Friday’s concert brought out a number of fans who had their first concert experiences with KISS in the 1970s. Several fathers described Friday’s show as a chance to pass the torch to a younger generation.

David Chick, of Rudyard, Mich., took in his first KISS show Friday in three decades.

“Our babysitter took us; hell, I was only in the sixth or seventh grade,” said Chick.

His wife, Betty, a bigger fan of the band, saw them for the first time.

“That’s all we listened to in high school,” she said.

John McKelvie, a heavy equipment operator with the Sault Tribe of Chippewa Indians, spent several weeks preparing the grounds for the show, and gave a flat “No” when asked to work the night of the concert.

“I love my heavy metal, man,” said McKelvie, 44, who first saw KISS in their heydays in the 1970s. “I weaned my kids on metal and rock and roll.”

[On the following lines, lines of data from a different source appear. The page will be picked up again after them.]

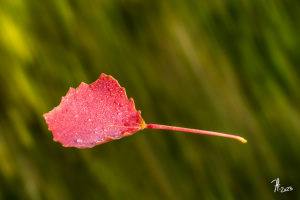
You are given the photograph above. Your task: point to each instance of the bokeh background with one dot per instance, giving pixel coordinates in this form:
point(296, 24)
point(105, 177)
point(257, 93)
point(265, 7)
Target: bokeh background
point(227, 66)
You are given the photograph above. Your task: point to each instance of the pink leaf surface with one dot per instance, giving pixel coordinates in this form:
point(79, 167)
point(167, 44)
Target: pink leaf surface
point(100, 112)
point(94, 114)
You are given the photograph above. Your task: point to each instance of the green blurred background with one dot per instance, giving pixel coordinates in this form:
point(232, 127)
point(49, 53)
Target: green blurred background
point(227, 66)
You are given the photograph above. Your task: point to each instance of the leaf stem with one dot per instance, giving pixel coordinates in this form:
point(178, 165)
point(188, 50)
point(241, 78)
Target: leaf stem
point(174, 128)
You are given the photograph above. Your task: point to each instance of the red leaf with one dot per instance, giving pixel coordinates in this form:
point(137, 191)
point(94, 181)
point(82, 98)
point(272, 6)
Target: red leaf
point(94, 114)
point(100, 112)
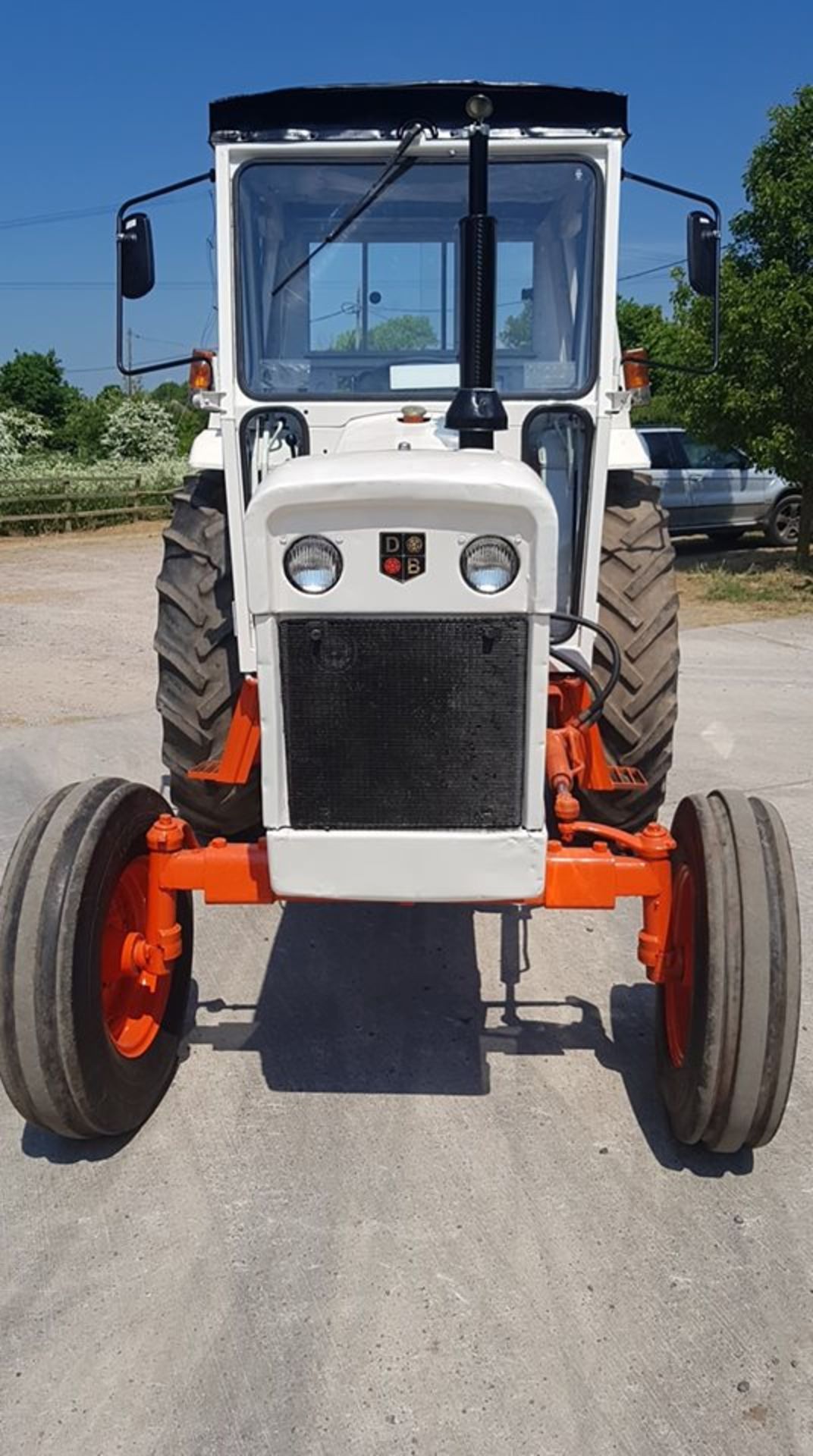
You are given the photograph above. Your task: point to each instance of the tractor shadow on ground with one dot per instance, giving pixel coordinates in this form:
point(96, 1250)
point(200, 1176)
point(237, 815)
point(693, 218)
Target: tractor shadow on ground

Tom Auch, a college teacher from Traverse City, came dressed in what he described as a mix between KISS and Johnny Depp’s Willy Wonka.

“The first concert I every saw in 1976 was KISS,” said Auch.

Auch’s son, Julian, 12, saw his first major concert on Friday. He can play Rock and Roll All Nite on the guitar and has plenty of KISS on his iPod.

“I think it’s really cool,” said Julian.

Marc Capancioni, and his cousin Paul Berlingieri, of Sault, Ont., met Simmons and Stanley backstage.

“That was the best half a minute of my life,” said Capancioni, 22.